Needle aspiration differs somewhat from most other biopsy techniques in that it provides the pathologist with cells and tiny tissue fragments to review, rather than large pieces of tissue. In other words, pathologists are not able to review a lesions overall architecture and pattern of growth. Instead, they must extrapolate the necessary diagnostic data from the appearance of individual cells.

Because the material at the pathologists’ disposal may be somewhat limited, cytopathology can be somewhat less specific than histopathology. In this vein, the pathology reports derived from aspiration specimens typically provide basic, though highly significant information such as: “malignant cells not identified”, “atypical cells identified”, or “malignant cells identified”.

Though vague in comparison to the diagnoses rendered after histopathologic analysis, these techniques may provide invaluable information in the management of patients with non‐specific subcutaneous masses, by ruling out the presence of high‐grade malignancies.

The purpose of needle aspiration biopsy is to harvest cells and small pieces of tissue from lesions in question.

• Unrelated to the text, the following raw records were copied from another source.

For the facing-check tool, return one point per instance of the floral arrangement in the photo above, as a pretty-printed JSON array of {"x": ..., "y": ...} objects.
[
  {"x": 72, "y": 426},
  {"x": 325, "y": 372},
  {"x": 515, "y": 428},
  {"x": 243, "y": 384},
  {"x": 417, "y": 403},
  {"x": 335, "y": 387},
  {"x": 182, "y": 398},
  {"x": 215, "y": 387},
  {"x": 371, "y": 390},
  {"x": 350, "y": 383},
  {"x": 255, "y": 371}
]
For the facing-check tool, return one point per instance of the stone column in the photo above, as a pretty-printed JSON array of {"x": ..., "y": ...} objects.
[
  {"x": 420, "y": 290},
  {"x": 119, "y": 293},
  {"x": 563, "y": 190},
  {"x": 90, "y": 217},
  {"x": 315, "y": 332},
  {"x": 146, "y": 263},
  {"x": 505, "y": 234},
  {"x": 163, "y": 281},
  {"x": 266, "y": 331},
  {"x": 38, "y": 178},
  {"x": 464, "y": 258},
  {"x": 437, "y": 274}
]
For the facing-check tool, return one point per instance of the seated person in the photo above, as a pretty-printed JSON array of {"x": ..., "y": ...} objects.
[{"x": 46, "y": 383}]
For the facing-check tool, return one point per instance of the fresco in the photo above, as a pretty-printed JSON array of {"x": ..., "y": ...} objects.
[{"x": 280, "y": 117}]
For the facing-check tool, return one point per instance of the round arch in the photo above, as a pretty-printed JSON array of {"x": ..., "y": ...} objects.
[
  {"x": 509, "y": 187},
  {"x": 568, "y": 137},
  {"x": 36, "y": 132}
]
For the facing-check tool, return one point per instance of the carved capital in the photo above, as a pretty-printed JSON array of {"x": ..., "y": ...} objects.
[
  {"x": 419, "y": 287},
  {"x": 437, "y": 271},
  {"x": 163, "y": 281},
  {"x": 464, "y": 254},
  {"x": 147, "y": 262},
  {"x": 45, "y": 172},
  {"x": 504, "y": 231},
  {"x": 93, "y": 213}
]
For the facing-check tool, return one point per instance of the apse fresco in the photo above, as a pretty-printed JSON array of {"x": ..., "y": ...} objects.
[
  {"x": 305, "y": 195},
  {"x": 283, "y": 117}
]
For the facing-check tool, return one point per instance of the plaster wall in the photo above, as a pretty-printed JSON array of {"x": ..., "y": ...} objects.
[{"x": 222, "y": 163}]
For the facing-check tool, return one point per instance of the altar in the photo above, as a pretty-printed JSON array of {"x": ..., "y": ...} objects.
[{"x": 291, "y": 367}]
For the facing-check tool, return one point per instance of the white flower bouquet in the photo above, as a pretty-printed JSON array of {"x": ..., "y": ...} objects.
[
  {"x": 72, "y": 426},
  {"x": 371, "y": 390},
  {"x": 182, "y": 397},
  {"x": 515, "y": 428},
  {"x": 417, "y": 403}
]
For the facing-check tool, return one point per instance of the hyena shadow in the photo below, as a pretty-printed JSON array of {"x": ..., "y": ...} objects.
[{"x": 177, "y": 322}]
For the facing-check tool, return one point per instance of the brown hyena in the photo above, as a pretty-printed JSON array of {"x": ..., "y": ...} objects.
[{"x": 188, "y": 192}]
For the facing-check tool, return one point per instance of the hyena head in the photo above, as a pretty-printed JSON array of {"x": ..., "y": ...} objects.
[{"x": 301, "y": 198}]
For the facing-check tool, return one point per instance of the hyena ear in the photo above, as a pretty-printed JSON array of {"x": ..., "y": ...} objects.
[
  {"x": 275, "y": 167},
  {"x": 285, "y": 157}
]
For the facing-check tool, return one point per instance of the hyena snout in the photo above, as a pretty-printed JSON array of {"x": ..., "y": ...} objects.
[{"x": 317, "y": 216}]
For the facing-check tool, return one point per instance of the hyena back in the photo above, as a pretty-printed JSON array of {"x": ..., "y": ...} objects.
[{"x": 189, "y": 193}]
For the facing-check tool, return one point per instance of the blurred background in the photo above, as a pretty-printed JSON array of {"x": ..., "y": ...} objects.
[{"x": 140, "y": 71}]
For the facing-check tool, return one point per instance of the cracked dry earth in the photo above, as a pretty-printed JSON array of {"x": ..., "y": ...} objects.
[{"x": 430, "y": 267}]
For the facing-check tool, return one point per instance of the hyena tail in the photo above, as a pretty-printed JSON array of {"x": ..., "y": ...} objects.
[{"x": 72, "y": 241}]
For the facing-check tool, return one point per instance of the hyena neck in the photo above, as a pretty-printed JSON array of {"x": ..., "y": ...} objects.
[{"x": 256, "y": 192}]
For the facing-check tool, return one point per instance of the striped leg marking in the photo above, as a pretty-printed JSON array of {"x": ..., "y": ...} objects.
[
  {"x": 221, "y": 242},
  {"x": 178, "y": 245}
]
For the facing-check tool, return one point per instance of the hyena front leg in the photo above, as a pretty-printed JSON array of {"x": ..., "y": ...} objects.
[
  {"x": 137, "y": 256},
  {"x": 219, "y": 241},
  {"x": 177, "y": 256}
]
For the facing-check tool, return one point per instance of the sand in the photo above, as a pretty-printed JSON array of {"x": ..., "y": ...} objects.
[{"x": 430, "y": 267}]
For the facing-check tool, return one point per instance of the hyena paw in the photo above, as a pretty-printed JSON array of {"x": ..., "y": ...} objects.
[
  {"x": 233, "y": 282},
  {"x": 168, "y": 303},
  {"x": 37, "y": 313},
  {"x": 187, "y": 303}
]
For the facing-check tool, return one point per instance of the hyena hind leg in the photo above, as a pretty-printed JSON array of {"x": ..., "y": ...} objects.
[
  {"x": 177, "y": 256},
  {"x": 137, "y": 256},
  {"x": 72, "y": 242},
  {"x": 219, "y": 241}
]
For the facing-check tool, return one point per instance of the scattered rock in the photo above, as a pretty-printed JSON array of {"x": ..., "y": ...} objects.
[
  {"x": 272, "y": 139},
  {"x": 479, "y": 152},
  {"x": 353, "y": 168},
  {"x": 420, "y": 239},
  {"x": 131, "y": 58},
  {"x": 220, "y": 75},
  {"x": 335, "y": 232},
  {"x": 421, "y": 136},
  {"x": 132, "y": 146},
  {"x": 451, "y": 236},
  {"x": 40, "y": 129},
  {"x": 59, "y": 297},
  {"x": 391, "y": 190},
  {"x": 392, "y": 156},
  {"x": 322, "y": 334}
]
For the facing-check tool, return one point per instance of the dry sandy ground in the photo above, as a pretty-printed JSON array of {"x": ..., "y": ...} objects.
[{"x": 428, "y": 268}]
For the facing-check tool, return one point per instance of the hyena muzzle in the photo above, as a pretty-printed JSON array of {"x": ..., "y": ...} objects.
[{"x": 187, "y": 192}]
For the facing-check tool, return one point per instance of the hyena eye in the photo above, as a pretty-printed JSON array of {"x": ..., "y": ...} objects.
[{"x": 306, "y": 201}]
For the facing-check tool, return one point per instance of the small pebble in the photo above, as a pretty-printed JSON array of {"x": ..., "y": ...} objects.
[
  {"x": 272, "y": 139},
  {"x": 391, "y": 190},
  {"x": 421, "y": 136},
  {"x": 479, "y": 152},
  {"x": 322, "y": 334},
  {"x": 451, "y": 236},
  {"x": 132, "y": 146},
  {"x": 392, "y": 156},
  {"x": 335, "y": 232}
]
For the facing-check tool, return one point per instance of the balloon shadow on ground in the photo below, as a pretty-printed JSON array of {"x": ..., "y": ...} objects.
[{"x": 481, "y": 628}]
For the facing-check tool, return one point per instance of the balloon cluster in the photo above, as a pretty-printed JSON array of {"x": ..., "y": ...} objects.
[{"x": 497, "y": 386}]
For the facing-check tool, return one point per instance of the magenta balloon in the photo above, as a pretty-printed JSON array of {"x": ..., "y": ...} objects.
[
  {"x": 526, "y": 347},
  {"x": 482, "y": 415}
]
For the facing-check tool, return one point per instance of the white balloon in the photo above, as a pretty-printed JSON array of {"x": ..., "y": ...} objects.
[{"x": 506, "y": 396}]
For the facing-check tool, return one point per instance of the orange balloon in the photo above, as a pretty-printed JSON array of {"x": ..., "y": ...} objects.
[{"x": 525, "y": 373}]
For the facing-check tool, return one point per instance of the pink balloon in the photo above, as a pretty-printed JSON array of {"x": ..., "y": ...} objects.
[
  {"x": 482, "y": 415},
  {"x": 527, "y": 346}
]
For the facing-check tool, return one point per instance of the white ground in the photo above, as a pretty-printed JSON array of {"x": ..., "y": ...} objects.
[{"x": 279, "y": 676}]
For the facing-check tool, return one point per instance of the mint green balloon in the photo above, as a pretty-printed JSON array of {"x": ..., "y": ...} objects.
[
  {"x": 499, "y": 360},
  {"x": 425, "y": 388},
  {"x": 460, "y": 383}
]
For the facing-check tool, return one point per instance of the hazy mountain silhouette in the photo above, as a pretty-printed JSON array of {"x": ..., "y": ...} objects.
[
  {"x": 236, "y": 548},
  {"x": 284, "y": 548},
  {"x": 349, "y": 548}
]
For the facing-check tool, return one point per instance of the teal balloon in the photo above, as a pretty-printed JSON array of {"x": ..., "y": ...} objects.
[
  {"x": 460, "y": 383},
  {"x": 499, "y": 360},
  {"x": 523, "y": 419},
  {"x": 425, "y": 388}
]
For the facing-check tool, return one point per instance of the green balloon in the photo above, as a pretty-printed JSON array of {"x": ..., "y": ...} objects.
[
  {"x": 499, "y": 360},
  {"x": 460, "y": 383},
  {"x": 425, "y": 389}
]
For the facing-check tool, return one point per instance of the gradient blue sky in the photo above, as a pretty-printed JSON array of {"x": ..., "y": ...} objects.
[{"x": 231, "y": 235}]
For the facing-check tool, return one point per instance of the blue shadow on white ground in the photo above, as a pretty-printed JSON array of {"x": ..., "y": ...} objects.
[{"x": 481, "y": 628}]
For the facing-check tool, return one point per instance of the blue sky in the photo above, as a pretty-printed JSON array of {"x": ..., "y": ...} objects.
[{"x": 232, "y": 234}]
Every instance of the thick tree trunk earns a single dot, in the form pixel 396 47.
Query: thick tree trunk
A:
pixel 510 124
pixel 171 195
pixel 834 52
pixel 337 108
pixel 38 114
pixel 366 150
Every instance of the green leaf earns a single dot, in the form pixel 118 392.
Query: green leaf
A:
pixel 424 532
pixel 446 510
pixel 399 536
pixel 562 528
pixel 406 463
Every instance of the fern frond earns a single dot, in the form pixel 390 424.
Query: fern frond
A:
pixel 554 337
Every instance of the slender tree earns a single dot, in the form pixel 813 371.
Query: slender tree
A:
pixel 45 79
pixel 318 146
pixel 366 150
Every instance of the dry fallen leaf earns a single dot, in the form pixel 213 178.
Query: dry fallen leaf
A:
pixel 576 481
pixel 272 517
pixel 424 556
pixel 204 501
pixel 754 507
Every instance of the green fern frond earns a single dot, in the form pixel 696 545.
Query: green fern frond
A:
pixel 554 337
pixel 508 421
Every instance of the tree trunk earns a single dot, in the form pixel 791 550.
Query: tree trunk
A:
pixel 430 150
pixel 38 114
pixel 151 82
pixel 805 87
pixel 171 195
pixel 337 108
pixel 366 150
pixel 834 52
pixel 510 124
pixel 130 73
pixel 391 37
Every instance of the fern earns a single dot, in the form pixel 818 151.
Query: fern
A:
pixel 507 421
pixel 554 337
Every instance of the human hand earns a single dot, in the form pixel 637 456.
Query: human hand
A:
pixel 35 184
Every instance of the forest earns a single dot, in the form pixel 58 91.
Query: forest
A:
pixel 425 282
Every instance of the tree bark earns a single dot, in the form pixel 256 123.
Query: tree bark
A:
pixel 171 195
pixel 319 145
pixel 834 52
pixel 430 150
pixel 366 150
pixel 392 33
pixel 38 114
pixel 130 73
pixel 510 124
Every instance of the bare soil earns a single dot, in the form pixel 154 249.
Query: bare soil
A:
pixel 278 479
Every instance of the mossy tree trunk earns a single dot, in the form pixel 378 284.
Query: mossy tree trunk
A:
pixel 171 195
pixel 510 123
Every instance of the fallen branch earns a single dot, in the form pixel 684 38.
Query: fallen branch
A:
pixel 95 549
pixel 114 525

To accomplish this, clinicians should use large (18 gauge) needles, and syringes that will produce high vacuum pressure (10cc or larger).

An anesthetic wheal may be raised at the needle entry site. The needle is placed in the mass percutaneously, and the plunger is drawn back to create a vacuum, which is maintained through the procedure.

The needle is partially withdrawn, and then redirected into each quadrant while maintaining the vacuum.

Once each quadrant has been sampled, the vacuum is released, and the needle is removed. If fluid is obtained, it may be put directly into fixative. If no aspirate is apparent, fixative should be drawn up into the syringe, and then the collective contents is returned to the specimen jar.